Final Project Research Design

Author
Affiliation

Jeremy Springman

University of Pennsylvania

Published

March 30, 2024

Overview

Your second assignment for the final project is specifying a research plan that will guide your investigation of the research question you have identified. This assignment is designed to get you thinking more clearly about a specific hypothesis related to your research question and how you can produce and present evidence for or against it.

Like a Pre-Analysis Plan, you will need to state testable hypotheses, describe your measurement of the variables necessary to test the hypotheses, and specify a statistical model to conduct the test. Unlike a Pre-Analysis Plan, this is just a starting point.

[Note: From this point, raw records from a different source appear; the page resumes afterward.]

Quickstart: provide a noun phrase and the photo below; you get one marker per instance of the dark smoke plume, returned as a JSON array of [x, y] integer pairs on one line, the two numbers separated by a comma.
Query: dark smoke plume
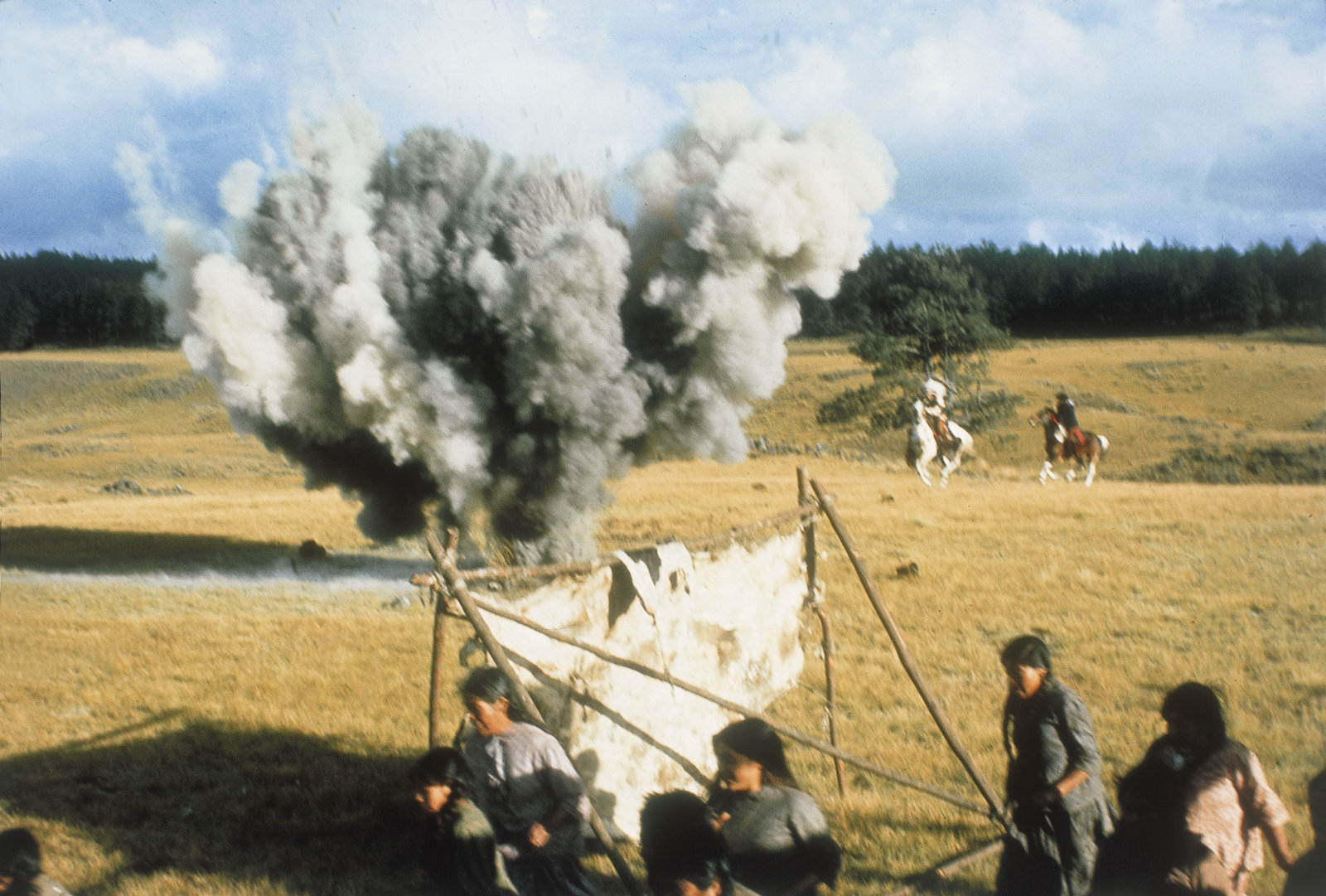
[[439, 329]]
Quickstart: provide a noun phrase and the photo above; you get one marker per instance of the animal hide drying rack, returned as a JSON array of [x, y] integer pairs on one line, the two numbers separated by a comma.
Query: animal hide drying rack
[[448, 582]]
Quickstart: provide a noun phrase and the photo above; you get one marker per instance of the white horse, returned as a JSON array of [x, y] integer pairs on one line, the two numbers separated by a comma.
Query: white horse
[[922, 448]]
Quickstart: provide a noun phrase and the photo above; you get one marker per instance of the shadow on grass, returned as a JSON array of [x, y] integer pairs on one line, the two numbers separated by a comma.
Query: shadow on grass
[[244, 806], [56, 549]]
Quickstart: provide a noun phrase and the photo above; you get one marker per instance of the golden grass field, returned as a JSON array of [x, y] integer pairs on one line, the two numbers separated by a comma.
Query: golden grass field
[[234, 734]]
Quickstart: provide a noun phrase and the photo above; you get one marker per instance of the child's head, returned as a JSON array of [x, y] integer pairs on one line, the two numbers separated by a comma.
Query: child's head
[[685, 855], [20, 858], [439, 780], [1151, 796]]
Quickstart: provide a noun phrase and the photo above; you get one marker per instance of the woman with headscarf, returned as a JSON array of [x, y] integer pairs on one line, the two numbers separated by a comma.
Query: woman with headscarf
[[780, 843], [1060, 809], [1230, 805]]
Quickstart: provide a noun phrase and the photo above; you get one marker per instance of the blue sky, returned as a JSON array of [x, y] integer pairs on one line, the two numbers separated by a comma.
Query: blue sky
[[1081, 125]]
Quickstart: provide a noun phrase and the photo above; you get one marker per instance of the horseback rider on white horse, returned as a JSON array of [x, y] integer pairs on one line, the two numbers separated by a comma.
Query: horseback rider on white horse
[[934, 435], [932, 409]]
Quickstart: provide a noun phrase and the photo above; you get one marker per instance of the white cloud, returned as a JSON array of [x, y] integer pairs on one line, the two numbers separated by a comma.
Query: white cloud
[[1140, 119], [181, 66]]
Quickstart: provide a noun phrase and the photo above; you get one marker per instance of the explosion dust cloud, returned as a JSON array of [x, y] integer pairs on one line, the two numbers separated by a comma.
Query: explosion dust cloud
[[442, 330]]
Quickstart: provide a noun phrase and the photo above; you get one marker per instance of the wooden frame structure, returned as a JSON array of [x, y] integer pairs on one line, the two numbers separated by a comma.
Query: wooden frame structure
[[448, 582]]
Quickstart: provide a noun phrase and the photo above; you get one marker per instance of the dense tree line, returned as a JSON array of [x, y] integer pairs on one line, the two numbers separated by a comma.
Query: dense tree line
[[56, 298], [1033, 291]]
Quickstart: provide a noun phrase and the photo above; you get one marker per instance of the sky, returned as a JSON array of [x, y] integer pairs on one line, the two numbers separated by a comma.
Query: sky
[[1073, 125]]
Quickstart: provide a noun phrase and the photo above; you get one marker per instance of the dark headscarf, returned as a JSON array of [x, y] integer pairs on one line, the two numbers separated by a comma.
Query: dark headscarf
[[1032, 652], [1200, 705], [757, 741], [1027, 650]]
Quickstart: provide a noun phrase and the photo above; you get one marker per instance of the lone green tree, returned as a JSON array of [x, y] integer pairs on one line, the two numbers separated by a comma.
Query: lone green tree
[[927, 320]]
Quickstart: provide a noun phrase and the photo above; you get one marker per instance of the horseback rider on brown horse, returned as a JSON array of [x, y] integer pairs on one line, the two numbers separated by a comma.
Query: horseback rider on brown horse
[[1065, 414]]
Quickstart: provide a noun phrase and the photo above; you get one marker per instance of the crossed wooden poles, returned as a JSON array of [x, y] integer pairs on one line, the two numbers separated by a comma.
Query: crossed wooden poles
[[448, 581]]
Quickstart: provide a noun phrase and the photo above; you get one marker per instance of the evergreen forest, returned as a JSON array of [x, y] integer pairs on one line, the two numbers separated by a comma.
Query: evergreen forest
[[53, 298]]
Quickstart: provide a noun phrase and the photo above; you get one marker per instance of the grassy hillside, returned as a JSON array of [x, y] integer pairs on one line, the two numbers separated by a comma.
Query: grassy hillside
[[216, 734]]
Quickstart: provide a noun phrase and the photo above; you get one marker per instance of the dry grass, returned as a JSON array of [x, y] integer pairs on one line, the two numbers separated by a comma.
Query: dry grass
[[230, 736]]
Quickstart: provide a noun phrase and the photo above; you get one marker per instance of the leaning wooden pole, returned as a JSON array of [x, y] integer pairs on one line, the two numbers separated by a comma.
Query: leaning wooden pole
[[457, 585], [435, 679], [936, 712], [804, 497]]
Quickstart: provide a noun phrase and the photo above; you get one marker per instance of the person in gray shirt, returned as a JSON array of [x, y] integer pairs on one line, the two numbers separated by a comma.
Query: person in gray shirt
[[1060, 809], [779, 840], [530, 790]]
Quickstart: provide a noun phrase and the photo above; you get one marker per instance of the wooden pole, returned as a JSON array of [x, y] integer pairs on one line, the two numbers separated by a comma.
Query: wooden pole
[[736, 708], [448, 569], [439, 641], [806, 496], [946, 728]]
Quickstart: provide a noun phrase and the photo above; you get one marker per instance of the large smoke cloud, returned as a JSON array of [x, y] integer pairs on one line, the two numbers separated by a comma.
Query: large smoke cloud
[[439, 329]]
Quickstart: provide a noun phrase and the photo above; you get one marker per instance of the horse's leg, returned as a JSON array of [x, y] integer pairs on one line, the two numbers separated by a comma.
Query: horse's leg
[[1047, 471], [927, 453]]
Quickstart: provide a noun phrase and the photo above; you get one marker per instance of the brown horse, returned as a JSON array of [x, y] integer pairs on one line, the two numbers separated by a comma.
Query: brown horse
[[1060, 446]]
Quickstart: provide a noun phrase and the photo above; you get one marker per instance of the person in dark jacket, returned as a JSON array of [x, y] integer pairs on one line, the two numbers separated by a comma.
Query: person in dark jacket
[[459, 849], [20, 866], [1151, 851], [1067, 414], [777, 836], [1308, 875], [1060, 809], [683, 853]]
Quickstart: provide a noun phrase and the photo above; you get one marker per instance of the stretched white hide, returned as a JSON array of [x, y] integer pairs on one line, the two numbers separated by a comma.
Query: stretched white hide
[[729, 623]]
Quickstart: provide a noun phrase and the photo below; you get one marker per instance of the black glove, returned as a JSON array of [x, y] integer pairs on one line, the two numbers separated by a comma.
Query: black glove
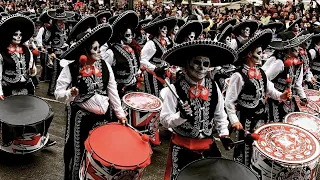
[[226, 142]]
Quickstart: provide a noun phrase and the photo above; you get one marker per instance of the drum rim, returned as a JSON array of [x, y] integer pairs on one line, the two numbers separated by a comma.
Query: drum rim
[[113, 164], [220, 158], [50, 113], [282, 162], [142, 110]]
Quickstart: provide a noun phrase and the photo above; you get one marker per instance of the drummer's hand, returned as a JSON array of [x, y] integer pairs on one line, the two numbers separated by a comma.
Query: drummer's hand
[[74, 91]]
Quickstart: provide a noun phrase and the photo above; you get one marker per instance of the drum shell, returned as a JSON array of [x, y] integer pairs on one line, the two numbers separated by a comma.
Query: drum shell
[[263, 166]]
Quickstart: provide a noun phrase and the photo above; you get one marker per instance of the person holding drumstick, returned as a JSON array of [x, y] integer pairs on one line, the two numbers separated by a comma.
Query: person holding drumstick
[[88, 83], [247, 91], [194, 104]]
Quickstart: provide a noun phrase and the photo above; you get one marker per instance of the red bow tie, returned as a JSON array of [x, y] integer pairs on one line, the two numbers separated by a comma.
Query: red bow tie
[[89, 71], [12, 49], [199, 91], [253, 73]]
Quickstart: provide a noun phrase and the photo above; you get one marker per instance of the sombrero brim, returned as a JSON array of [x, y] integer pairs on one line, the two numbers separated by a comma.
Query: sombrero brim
[[185, 30], [153, 27], [52, 14], [13, 23], [128, 17], [219, 54], [101, 33], [82, 26], [252, 24], [263, 38]]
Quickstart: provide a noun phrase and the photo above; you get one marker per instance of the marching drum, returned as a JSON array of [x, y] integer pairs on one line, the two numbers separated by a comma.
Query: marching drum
[[144, 113], [215, 169], [25, 120], [285, 152], [114, 152], [304, 120]]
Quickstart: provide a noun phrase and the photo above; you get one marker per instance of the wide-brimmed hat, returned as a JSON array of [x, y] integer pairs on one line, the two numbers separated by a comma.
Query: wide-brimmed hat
[[185, 30], [129, 18], [253, 25], [226, 32], [103, 13], [100, 33], [60, 13], [13, 23], [219, 53], [82, 26], [153, 26], [263, 39], [231, 22]]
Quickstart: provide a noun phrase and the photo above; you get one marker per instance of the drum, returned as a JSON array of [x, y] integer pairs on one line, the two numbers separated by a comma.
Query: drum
[[285, 151], [215, 169], [143, 111], [312, 107], [24, 124], [113, 152]]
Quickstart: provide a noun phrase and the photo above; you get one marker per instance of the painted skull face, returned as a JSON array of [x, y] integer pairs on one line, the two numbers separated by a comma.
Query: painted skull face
[[95, 51], [198, 67], [127, 37], [17, 37], [164, 31]]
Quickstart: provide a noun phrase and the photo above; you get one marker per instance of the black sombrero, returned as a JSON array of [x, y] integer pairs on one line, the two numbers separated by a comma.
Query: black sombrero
[[231, 22], [153, 26], [129, 18], [263, 39], [60, 13], [253, 25], [13, 23], [85, 23], [100, 33], [219, 53], [101, 14], [185, 30], [226, 32]]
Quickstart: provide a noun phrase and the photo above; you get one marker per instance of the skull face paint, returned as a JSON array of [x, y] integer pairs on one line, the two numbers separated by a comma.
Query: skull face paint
[[95, 51], [17, 37], [198, 67]]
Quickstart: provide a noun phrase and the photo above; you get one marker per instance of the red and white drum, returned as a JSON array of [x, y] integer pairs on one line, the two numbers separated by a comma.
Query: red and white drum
[[144, 113], [114, 152], [285, 151]]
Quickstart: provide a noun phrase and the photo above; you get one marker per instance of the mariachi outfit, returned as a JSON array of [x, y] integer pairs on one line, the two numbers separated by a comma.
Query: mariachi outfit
[[278, 73], [245, 97], [152, 51], [16, 61], [192, 138], [97, 88]]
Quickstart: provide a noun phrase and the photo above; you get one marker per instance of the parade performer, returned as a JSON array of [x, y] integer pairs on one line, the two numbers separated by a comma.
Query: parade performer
[[245, 97], [153, 50], [193, 120], [89, 85]]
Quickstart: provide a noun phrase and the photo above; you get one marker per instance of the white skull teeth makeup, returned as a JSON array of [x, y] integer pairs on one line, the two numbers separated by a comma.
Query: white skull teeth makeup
[[95, 51], [17, 37], [199, 67]]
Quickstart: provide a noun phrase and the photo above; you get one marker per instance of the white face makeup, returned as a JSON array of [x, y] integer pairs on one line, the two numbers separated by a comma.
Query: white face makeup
[[95, 51], [17, 37], [198, 67]]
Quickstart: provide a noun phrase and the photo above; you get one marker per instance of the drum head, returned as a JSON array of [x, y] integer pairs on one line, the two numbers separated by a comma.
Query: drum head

This project should be submitted via Slack by 11:59pm EST on Thursday, April 11. Your submission must include:

  • An html file presenting your written design and figures. It is not necessary to show printed code.
  • A .qmd file that you used to generate the html file
  • All code should be thoroughly commented to explain the choices you are making and the techniques you are using.

Requirements

This assignment has four components. The components are presented below, along with their importance for the grading of the overall assignment.

  1. Describe your research question and provide some background on why you find it interesting or important. Be sure to incorporate the feedback provided on the first assignment. Include references to at least two pieces of existing research that illustrate what has already been discovered about the relationship you are investigating. This could be articles published in academic journals, policy reports and white papers, articles published by think tanks and other credible organizations (ex. Brookings, the United Nations High Commissioner for Refugees, etc.), or pieces of data journalism. A full-credit response will probably be around 150-200 words. (40%)
  2. State at least one testable hypothesis. Distill your research question into a statement about a specific relationship you expect to see in the world. In most cases, this hypothesis will describe a causal relationship between two variables (i.e. changes in x cause changes in y). Make an argument for why you expect to see this relationship. This should be based on related findings from existing research and/or your own theoretical/logical reasoning. A full-credit response will probably be around 150-200 words. (25%)
  3. Briefly discuss the specific variables you will use to test your hypothesis and the dataset they are drawn from. Be sure to mention the source of the data (the organization or individuals that produced it), the unit of analysis, and the sample. Create a ggplot to visualize the relationship between the variables being used to test your hypothesis. The best method of visualizing this relationship will depend on the scale of your variables. Good methods to consider are scatter plots (for continuous variables), grouped bar charts (for ordinal or binary variables), and line graphs (for continuous variables with time-series). (25%)
  4. Specify the main regression model you will use to test your hypothesis. This regression model should provide a preliminary test for or against the validity of your hypothesis. Use markdown to render the equation neatly to the html file. (10%)
Note

A hypothesis should look like a prediction. Often, a hypothesis states that you expect a decrease or increase in one variable to cause a decrease or increase in another variable. A hypothesis must also be falsifiable. In other words, it must be possible to prove that the hypothesis is false by showing that the relationship you are predicting to see in your data is not actually present.

In the next assignment, you will be asked to discuss the assumptions that your research design is making. For example, you will need to describe the assumptions that are necessary to interpret your regression model as evidence for your hypothesis. You will also be asked to propose additional tests that can help justify these assumptions, using variables that are available in your dataset.